Hartlepool soldier played key role in securing wartime surrender

War hero.
War hero.

A Hartlepool man made national headlines 99 years ago – after being appointed Commander-in-Chief of the British forces in Mesopotamia during World War One.

Lieutenant-General Sir William Raine Marshall, the younger son of a Stranton solicitor, went on to accept the surrender of the Ottoman army at Mosul in 1918.

Tank 141, fondly known as Egbert - which was won by West Hartlepool.

Tank 141, fondly known as Egbert - which was won by West Hartlepool.

“He had previously given brilliant service with the Malakand frontier force and mounted infantry in South Africa, where he was twice wounded,” said historian Norman Kirtlan.

“But it was as a wartime commander in both Mesopotamia and Gallipoli that he was best remembered following his death, from heart failure, in 1939.”

William, son of William Marshall and his wife Elizabeth Raine, was born at Stranton in October 1865 and was sent to Repton School, Derbyshire, as a young boy.

After completing his education at the Royal Military College, Sandhurst, he received a commission into the Sherwood Foresters infantry regiment in 1886.

“William served in India, as well as on the North West Frontier and Tirah expedition, before fighting in the Second Boer War,” said Norman.

“Then, once World War One was declared, he became the commanding officer of 1st Battalion Sherwood Foresters on the Western Front between 1914-15.

“He later commanded 87th Infantry Brigade of the 29th Division and went to Gallipoli with them on April 25, 1915 – being wounded during the landing at X beach.”

William received promotion to Major-General during the mission and a series of command posts followed, including 42nd (East Lancs) and 53rd (Welsh) divisions.

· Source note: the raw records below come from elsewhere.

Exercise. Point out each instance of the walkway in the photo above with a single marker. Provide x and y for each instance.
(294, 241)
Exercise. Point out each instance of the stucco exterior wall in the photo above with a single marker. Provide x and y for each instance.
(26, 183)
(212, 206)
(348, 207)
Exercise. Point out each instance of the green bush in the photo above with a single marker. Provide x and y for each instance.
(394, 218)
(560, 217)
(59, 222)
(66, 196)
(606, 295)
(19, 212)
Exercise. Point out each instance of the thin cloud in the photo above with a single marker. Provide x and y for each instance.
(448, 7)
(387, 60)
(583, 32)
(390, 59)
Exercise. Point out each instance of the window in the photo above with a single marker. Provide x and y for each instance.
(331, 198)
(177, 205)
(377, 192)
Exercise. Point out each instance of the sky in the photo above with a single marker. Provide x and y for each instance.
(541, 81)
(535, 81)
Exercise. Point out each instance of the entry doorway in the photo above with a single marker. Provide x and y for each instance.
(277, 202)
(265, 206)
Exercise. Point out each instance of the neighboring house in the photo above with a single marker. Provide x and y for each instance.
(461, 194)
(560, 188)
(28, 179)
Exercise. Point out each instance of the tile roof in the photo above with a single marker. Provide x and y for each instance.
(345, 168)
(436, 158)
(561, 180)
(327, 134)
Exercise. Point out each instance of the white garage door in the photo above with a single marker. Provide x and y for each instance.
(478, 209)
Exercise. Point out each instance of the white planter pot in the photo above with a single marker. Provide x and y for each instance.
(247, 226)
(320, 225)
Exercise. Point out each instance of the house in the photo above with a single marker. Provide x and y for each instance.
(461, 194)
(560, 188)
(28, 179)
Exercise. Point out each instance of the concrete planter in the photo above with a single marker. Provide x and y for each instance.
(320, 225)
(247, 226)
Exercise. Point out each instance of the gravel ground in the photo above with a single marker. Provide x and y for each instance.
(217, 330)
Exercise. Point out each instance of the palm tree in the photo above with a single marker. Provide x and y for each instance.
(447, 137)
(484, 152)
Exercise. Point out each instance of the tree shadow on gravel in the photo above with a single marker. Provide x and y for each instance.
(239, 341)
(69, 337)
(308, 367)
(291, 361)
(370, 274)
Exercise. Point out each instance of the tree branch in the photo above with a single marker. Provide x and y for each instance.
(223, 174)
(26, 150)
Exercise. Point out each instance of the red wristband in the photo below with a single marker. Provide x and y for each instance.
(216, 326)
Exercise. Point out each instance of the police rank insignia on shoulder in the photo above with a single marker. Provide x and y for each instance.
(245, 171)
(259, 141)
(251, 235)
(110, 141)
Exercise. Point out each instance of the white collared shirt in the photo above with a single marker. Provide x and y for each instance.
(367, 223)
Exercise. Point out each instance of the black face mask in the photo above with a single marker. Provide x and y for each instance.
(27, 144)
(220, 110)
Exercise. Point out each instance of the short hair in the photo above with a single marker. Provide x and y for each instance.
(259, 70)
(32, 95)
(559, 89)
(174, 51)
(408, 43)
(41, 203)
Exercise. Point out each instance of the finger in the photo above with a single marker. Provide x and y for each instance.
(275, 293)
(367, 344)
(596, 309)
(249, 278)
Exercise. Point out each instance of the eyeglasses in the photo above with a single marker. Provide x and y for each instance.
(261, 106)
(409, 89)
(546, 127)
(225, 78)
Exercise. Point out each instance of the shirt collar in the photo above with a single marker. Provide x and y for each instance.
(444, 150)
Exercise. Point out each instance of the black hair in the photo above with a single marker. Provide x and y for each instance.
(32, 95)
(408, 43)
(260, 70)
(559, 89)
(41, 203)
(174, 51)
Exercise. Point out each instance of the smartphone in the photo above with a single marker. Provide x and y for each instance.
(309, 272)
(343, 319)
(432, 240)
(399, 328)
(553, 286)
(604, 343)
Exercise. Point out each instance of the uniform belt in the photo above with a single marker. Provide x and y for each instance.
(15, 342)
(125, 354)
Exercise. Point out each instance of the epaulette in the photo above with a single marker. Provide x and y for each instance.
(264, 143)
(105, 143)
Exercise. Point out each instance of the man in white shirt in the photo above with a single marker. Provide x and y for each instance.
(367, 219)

From there he was posted to Salonika with 27th Division, followed by a stint with III (Indian) Corps on the Mesopotamian Front - a Middle Eastern theatre of war.

“While commanding III Corps Marshall helped capture Kut-al-Amara in February 1917. Just a month later he took part in the capture of Baghdad,” said Norman.

“When Commander-in-Chief Sir Frederick Maude died in Baghdad later that year from cholera, Marshall was appointed as his replacement.

“And it was as Commander-in-Chief that Marshall accepted the surrender of the Ottoman army in October 1918.”

William went on to be appointed as Commander-in-Chief, Southern Command of India, in 1919 and retired in 1924. He died at Bagnoles de L’Orne, France, on May 25, 1939.

“He left £15,392 in his will, the equivalent to around £2million today, which went to his widow Dame Emma Marshall, of Lewell Lodge, Dorchester,” said Norman.